Evaluating LLM Understanding via Structured Tabular Decision Simulations
This addresses the need for better evaluation protocols for LLM understanding, which is crucial for AI researchers and developers, though it is incremental in proposing a new framework rather than a breakthrough.
The paper tackled the problem of evaluating whether large language models (LLMs) have genuine understanding beyond predictive accuracy by introducing Structured Tabular Decision Simulations (STaDS), a suite of decision settings, and found that most models struggle with consistent accuracy across domains and show mismatches between rationales and predictions.
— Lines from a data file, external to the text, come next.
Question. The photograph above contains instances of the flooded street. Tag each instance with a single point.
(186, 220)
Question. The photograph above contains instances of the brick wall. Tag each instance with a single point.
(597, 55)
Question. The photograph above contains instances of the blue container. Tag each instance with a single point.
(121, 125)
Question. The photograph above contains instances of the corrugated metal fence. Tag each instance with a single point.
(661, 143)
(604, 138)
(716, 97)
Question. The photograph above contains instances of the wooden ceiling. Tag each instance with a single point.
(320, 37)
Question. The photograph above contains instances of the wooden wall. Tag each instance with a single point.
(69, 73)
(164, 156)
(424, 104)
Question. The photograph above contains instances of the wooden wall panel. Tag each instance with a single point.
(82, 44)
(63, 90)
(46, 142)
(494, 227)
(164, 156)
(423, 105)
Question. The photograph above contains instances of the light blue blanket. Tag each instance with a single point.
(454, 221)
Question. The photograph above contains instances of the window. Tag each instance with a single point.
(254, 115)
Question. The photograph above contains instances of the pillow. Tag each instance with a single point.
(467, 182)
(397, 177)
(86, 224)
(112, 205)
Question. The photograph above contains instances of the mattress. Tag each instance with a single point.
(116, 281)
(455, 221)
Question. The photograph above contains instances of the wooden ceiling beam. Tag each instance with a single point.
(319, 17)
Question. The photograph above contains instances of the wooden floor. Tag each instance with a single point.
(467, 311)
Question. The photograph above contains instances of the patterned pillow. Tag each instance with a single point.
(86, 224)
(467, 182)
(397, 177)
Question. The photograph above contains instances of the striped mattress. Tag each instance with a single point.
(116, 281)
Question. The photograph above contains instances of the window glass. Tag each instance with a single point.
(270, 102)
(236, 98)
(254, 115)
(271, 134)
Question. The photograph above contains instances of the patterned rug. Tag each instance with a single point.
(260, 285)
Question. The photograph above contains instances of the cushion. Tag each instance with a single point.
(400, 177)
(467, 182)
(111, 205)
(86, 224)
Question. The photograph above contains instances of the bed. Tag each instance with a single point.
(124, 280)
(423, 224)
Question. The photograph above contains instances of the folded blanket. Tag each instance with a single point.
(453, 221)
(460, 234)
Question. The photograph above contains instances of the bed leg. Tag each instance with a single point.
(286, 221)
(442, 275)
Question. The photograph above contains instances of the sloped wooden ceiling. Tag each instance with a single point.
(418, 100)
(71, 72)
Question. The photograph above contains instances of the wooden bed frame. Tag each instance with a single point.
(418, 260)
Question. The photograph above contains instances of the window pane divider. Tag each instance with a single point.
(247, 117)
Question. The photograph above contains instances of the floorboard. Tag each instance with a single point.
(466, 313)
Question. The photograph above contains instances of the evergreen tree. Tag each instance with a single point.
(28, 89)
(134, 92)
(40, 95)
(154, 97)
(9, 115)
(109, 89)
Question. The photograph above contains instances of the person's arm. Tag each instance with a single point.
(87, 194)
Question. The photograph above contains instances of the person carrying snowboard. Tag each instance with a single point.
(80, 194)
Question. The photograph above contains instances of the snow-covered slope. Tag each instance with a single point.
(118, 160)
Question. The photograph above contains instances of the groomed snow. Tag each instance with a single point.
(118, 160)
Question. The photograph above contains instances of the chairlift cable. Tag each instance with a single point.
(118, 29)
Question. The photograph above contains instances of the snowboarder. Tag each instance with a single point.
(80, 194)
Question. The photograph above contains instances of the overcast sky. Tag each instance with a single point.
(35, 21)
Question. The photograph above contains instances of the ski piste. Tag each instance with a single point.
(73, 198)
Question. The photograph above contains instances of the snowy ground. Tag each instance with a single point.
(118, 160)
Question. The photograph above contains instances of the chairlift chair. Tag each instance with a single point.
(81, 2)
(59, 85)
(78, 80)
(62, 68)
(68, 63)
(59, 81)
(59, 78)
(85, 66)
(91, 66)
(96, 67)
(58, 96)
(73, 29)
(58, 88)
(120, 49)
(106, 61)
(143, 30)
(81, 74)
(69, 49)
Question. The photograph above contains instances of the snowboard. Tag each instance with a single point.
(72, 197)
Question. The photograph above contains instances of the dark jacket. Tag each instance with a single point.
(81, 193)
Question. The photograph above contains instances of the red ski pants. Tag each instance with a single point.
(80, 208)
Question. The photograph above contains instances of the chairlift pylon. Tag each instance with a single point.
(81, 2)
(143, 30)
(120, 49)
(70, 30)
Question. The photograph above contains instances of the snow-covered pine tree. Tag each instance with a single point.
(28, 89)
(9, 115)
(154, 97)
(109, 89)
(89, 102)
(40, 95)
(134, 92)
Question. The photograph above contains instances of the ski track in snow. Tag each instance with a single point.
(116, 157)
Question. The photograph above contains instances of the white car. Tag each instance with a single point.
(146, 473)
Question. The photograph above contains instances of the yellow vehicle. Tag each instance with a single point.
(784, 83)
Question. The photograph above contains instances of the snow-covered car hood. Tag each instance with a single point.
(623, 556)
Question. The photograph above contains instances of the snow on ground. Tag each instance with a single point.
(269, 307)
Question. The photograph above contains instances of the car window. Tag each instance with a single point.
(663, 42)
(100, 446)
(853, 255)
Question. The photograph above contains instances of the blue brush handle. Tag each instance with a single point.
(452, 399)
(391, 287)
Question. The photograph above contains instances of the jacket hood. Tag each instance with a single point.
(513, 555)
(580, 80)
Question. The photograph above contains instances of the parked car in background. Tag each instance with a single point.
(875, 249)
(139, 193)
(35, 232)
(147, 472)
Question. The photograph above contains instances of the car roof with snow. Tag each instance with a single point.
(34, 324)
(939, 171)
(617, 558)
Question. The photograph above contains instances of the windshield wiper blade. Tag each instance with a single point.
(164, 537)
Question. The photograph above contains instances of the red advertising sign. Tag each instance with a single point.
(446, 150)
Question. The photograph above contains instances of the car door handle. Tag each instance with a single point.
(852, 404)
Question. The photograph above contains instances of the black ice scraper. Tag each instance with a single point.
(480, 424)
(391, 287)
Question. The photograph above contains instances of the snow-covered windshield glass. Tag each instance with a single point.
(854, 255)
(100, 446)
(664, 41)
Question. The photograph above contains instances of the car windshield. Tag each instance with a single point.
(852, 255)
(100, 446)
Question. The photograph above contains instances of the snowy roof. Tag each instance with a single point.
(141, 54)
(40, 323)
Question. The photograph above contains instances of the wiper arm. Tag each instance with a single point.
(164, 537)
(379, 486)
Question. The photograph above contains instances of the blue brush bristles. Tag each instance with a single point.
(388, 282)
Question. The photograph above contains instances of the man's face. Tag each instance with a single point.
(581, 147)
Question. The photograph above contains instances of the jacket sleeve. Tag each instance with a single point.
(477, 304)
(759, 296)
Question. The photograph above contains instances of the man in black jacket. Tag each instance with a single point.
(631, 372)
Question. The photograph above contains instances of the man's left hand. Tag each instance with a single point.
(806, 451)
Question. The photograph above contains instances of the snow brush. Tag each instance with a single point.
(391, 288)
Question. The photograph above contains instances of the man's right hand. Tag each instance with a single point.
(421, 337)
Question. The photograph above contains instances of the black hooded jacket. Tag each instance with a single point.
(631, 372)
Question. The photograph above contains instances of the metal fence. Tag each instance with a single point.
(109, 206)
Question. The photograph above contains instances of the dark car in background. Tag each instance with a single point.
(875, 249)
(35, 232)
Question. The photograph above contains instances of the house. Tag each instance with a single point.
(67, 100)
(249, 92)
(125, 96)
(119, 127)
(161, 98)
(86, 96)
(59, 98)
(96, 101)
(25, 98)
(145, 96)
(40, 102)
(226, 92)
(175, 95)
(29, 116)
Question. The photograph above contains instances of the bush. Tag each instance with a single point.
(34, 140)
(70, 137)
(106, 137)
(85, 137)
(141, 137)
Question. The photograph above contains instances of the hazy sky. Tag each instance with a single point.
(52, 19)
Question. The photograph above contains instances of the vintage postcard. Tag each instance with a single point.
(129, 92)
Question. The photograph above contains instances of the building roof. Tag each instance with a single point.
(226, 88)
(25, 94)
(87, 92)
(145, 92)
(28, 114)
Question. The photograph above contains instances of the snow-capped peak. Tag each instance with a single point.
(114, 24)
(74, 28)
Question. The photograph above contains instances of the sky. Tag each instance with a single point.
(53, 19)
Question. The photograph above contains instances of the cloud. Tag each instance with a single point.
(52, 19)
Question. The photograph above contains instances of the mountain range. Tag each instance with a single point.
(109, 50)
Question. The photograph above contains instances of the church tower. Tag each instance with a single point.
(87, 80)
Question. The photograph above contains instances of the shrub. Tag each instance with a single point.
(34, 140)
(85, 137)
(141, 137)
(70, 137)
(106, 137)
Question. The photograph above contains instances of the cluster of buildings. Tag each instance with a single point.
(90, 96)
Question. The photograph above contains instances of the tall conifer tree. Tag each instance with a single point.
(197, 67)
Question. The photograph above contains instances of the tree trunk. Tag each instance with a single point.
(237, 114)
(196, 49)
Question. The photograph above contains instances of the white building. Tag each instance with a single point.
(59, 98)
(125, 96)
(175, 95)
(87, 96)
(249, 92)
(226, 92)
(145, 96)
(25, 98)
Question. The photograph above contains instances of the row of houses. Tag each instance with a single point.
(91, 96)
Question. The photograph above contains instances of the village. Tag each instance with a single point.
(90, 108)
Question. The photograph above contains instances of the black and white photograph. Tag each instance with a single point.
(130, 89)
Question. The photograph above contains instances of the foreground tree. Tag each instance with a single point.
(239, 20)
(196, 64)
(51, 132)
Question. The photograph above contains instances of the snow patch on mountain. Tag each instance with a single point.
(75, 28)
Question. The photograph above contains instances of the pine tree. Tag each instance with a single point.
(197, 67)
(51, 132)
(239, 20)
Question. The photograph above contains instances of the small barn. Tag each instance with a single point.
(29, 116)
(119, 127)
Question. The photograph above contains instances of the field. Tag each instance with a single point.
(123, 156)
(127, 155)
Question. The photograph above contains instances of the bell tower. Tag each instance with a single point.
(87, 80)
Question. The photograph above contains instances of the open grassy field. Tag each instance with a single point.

Large language models (LLMs) often achieve impressive predictive accuracy, yet correctness alone does not imply genuine understanding. True LLM understanding, analogous to human expertise, requires making consistent, well-founded decisions across multiple instances and diverse domains, relying on relevant and domain-grounded decision factors. We introduce Structured Tabular Decision Simulations (STaDS), a suite of expert-like decision settings that evaluate LLMs as if they were professionals undertaking structured decision ``exams''. In this context, understanding is defined as the ability to identify and rely on the correct decision factors, features that determine outcomes within a domain. STaDS jointly assesses understanding through: (i) question and instruction comprehension, (ii) knowledge-based prediction, and (iii) reliance on relevant decision factors. By analyzing 9 frontier LLMs across 15 diverse decision settings, we find that (a) most models struggle to achieve consistently strong accuracy across diverse domains; (b) models can be accurate yet globally unfaithful, and there are frequent mismatches between stated rationales and factors driving predictions. Our findings highlight the need for global-level understanding evaluation protocols and advocate for novel frameworks that go beyond accuracy to enhance LLMs' understanding ability.